BIG FAT DISCLAIMER: I am not a lawyer, nor do I play one on TV. I have, however, been working in the Open Source consulting and development space for a number of years and think this is an important issue for all Open Source consultants to consider. Please consult your own lawyer, don’t blame me, etc.
At Crowd Favorite we work primarily with WordPress, but also with many other Open Source projects. We are often working with larger companies that have standard Master Services Agreements (MSAs) or Professional Services Agreements (PSAs). These agreement templates are designed so that these companies have a known legal foundation to work from, and include a variety of requirements and terms that apply to the consultants working for them and governing the Deliverables created by those consultants. These agreements often have standard language in them that have some interesting side-effects when you are working with Open Source.
It’s common for services agreements to have these components:
with a set of terms around each. The standard terms in these agreements likely contain language that may be somewhat problematic when applied to projects built on Open Source.
Let’s look at the Deliverable first. In a standard web site build the deliverable might be loosely defined in this manner:
A custom web site powered by WordPress, using existing and custom created plugins and themes to achieve custom functionality. Consultant will deliver the entire package along with documentation and installation instructions, and will assist with the initial installation and configuration of the site.
The Deliverable described above has five potential parts: WordPress, existing plugin(s), custom plugin(s), existing theme(s), custom theme(s). The Deliverable is generally what the Warranty and Indemnification clause are tied to, so the way it’s defined is important.
Of these five parts, you will probably only have created the custom plugins and custom themes from scratch. The others will be created and licensed by other companies and/or individuals.

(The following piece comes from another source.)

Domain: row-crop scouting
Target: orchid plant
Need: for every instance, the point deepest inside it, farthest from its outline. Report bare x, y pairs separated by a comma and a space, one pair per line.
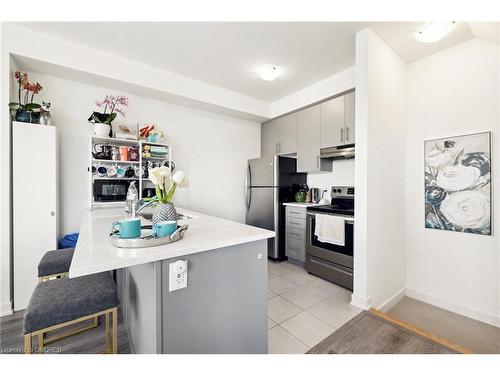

You do not want to take on full responsibility for these parts of the deliverable in the Warranty and Indemnification clauses.
The Warranty part of the contract generally has two parts: terms that cover how bugs will be fixed and for how long; and terms that declare that all of the intellectual property (IP) in the Deliverable is free and clear of infringement.
I’m assuming that you don’t want to be on the hook for every bug that might exist in WordPress (or whatever other Open Source package you are working with), so you need to make sure you get the language here adjusted so that it reflects this. You’ll probably end up in some middle ground on this, as your client will just want the solution you’re building for them to work, but you need to limit what you are willing to take on.
It’s the second part of the Warranty that is particularly dangerous. While you may take on some responsibility for fixing bugs in the overall deliverable, you definitely don’t want to take on responsibility for all of the IP in any Open Source project. If you do this, and it turns out someone in another country committed code that wasn’t legal for them to commit, you’ve just taken on responsibility for that.
We typically resolve this with a “to our knowledge” clause, which covers the client for code we create, but absolves us of responsibility from other Open Source code (assuming we are using code that was properly licensed, etc.). It also covers us in the event we are asked to build something that infringes on an existing patent.
If you breach one or more of the Warranties, then the Indemnification clause comes into play.
Indemnification ties in with the same issues discussed in the Warranty section. In this clause, there is typically language that makes you (the consultant) responsible for any legal issues with the Deliverable (instead of the client, who is using the Deliverable). Like the Warranty clause, the Indemnification clause is a fair and reasonable thing to have in a contract. We just need to tweak it a little so that it makes sense in the Open Source world.
It’s very reasonable to take on this responsibility in regards to any part of the deliverable you build, subcontract out, or are somehow responsible for. However, like with the Warranty clause, you don’t want to take on responsibility for every piece of IP that has made it into the Open Source project you are using.
We typically resolve this by adding either a “to our knowledge” clause or explicitly excluding parts of the deliverable in this area.
In addition, you may want to include something in the Indemnification clause to cover features that are requested by your client, but might infringe on a patent or similar concerns. Typically, the Indemnification clause does make you responsible in these cases and most consultants I know don’t have the resources to do patent searches on every feature that is requested by their clients. If you write code that contains infringing IP and your client is sued, you would be on the hook to pay for any and all or your client’s damages, including legal fees. The knowledge qualifier we use handles this situation as well, and you can also handle it with a specific carve-out if needed.
Hopefully this information will be useful to some of you the next time you’re reviewing a contract for a project. If all of this is new to you and you work in this space – I highly recommend talking with a lawyer who has experience with Open Source.
If you’re in the Denver area, I highly recommend working with Ryan Howell at Rubicon Law Group. We met in 2007 at the first StartupWeekend in Boulder and he’s been working with me and Crowd Favorite ever since.
Some contracts also expressly forbid the use of Open Source software and/or software licensed under a specific license as part of their standard terms. Getting this fixed is generally not a problem since you and the client should be in agreement that you are planning to use Open Source tools in the project. I’m assuming we’re all used to dealing with this one already, but wanted to call it out as well.